You install and create the database and install the code in the same way you set up and installed the sample database associated with the recommended textbook. You performed this task earlier in the semester. The [steps](https://www.mysqltutorial.org/getting-started-with-mysql/how-to-load-sample-database-into-mysql-database-server/) for installing the database using the command line is also on the website for Classic Models.

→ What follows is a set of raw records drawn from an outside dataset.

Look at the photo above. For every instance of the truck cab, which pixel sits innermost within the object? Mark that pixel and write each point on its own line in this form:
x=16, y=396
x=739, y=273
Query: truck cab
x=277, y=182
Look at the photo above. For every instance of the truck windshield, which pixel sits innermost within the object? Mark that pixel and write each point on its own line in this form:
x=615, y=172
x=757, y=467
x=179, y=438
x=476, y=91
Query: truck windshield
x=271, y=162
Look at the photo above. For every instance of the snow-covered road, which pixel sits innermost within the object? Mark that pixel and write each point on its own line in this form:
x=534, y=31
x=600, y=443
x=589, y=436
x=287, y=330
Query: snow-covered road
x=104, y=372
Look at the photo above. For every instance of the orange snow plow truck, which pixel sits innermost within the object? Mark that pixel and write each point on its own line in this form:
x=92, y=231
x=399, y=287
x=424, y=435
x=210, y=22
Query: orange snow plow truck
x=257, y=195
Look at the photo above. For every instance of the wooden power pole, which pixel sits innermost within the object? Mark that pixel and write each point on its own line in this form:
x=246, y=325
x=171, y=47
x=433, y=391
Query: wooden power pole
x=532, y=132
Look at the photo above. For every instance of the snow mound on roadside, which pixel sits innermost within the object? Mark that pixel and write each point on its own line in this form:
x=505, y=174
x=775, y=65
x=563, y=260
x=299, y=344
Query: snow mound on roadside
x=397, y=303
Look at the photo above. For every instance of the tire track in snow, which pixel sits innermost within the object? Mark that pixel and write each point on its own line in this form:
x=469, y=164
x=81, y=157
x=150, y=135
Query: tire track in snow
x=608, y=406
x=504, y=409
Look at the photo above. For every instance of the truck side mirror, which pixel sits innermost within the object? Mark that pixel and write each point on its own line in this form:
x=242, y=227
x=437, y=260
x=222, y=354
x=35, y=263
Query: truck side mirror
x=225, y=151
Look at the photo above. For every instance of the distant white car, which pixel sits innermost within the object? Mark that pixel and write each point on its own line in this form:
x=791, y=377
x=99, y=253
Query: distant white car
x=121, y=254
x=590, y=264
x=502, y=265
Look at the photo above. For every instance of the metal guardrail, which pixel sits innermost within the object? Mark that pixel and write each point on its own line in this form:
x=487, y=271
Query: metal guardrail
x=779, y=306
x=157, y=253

The following cell will check if you have correctly installed the database.

In [10]:
%%sql

use classicmodels;

with one as (
    select
        *
    from
        orders join orderdetails using(orderNumber)
),
    two as (
        select
            *
        from
            customers join one using(customerNumber)
    ),
    three as (
        select
            *
        from
            two join products using(productCode)
    )
select
    customerNumber,
    customerName,
    orderNumber,
    status,
    quantityOrdered,
    priceEach,
    orderLineNumber,
    productName,
    productVendor
from
    three
where
    customerNumber = 114
order by
    customerNumber, orderNumber, orderLineNumber;



 * mysql+pymysql://root:***@localhost
0 rows affected.
55 rows affected.


customerNumber,customerName,orderNumber,status,quantityOrdered,priceEach,orderLineNumber,productName,productVendor
114,"Australian Collectors, Co.",10120,Shipped,35,110.45,1,1997 BMW R 1100 S,Autoart Studio Design
114,"Australian Collectors, Co.",10120,Shipped,46,158.8,2,2003 Harley-Davidson Eagle Drag Bike,Red Start Diecast
114,"Australian Collectors, Co.",10120,Shipped,29,118.94,3,1996 Moto Guzzi 1100i,Highway 66 Mini Classics
114,"Australian Collectors, Co.",10120,Shipped,46,57.54,4,1936 Harley Davidson El Knucklehead,Welly Diecast Productions
114,"Australian Collectors, Co.",10120,Shipped,34,72.36,5,1960 BSA Gold Star DBD34,Highway 66 Mini Classics
114,"Australian Collectors, Co.",10120,Shipped,22,94.9,6,1997 BMW F650 ST,Exoto Designs
114,"Australian Collectors, Co.",10120,Shipped,24,106.79,7,ATA: B757-300,Highway 66 Mini Classics
114,"Australian Collectors, Co.",10120,Shipped,29,82.79,8,P-51-D Mustang,Gearbox Collectibles
114,"Australian Collectors, Co.",10120,Shipped,29,71.73,9,1900s Vintage Tri-Plane,Unimax Art Galleries
114,"Australian Collectors, Co.",10120,Shipped,39,93.01,10,1928 British Royal Navy Airplane,Classic Metal Creations


## Entity Relationship Modeling

### Create Entity Relationship Model

The ability to take a high-level description of a required database and produce an ER-diagram is one of the most fundamental skills needed for using databases. Consider the following scenario for creating a data model for the Harry Potter series of books.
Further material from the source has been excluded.